Verzoeker vraagt de rechtbank de vereffenaars uit oogpunt van kostenbesparing te ontheffen van de publicatieverplichtingen in een nieuwsblad, hen op te dragen de benoeming bekend te maken in de elektronische versie van de Staatscourant en te bepalen dat deze beschikking uitsluitend via rechtspraak.nl wordt gepubliceerd.

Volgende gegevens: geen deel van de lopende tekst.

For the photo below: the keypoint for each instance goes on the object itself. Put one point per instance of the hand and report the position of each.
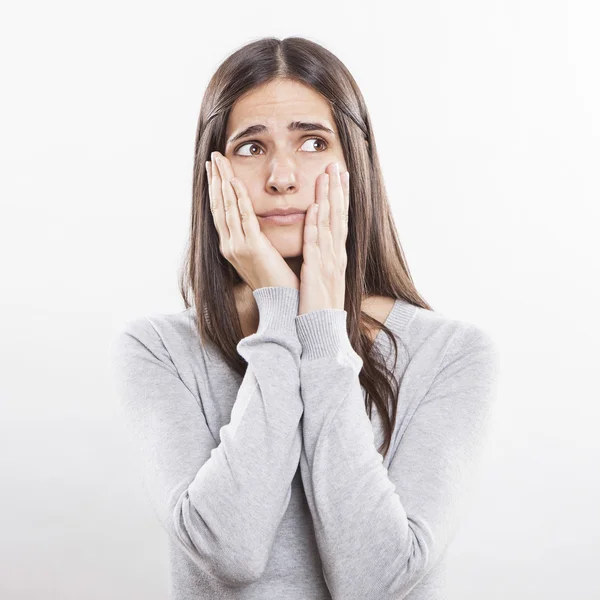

Artikel 4:206 lid 6 BW bepaalt dat de griffier de benoeming van een vereffenaar onverwijld in het boedelregister doet inschrijven en dat de vereffenaar dit bekend maakt in de Staatscourant en in een of meer bij de benoeming voorgeschreven nieuwsbladen. De rechtbank overweegt dat dit artikellid dwingend voorschrijft op welke wijze de benoeming van een vereffenaar bekend gemaakt dient te worden en ziet daarin geen ruimte om anders te bepalen. Derhalve zal de rechtbank de griffier opdragen de benoeming van de vereffenaars onverwijld in het boedelregister in te schrijven en de vereffenaars opdragen hun benoeming bekend te maken in de Staatscourant en in het AD Utrechts Nieuwsblad, hetgeen overigens conform de Aanbeveling van het LOVCK over de publicatie van beschikkingen met betrekking tot de benoeming van een vereffenaar van 1 juni 2015 is. Uit deze Aanbeveling blijkt ook dat digitale publicatie in de Staatscourant kan worden begrepen onder ‘publicatie in de Staatscourant’.

4.Beslissing

De rechtbank
benoemt tot vereffenaars in de nalatenschap van erflater:
mr. [C] en mr. [D], beiden kantoorhoudende te [postcode] [vestigingsplaats] aan de [adres] , correspondentieadres: Postbus [postbusnummer] , [postcode] [vestigingsplaats] , die op grond van de wet alle werkzaamheden alleen kunnen verrichten;
bepaalt dat de vereffenaars hun benoeming onverwijld bekend dienen te maken in de (digitale) Staatscourant en in het AD Utrechts Nieuwsblad;
draagt de griffier van deze rechtbank op deze benoeming onverwijld in het boedelregister in te schrijven;
verklaart deze beschikking uitvoerbaar bij voorraad;
wijs het meer of anders verzochte af.
Deze beschikking is gegeven door mr. A.A.T. van Rens, rechter, en in het openbaar uitgesproken in aanwezigheid van de griffier op 6 november 2015.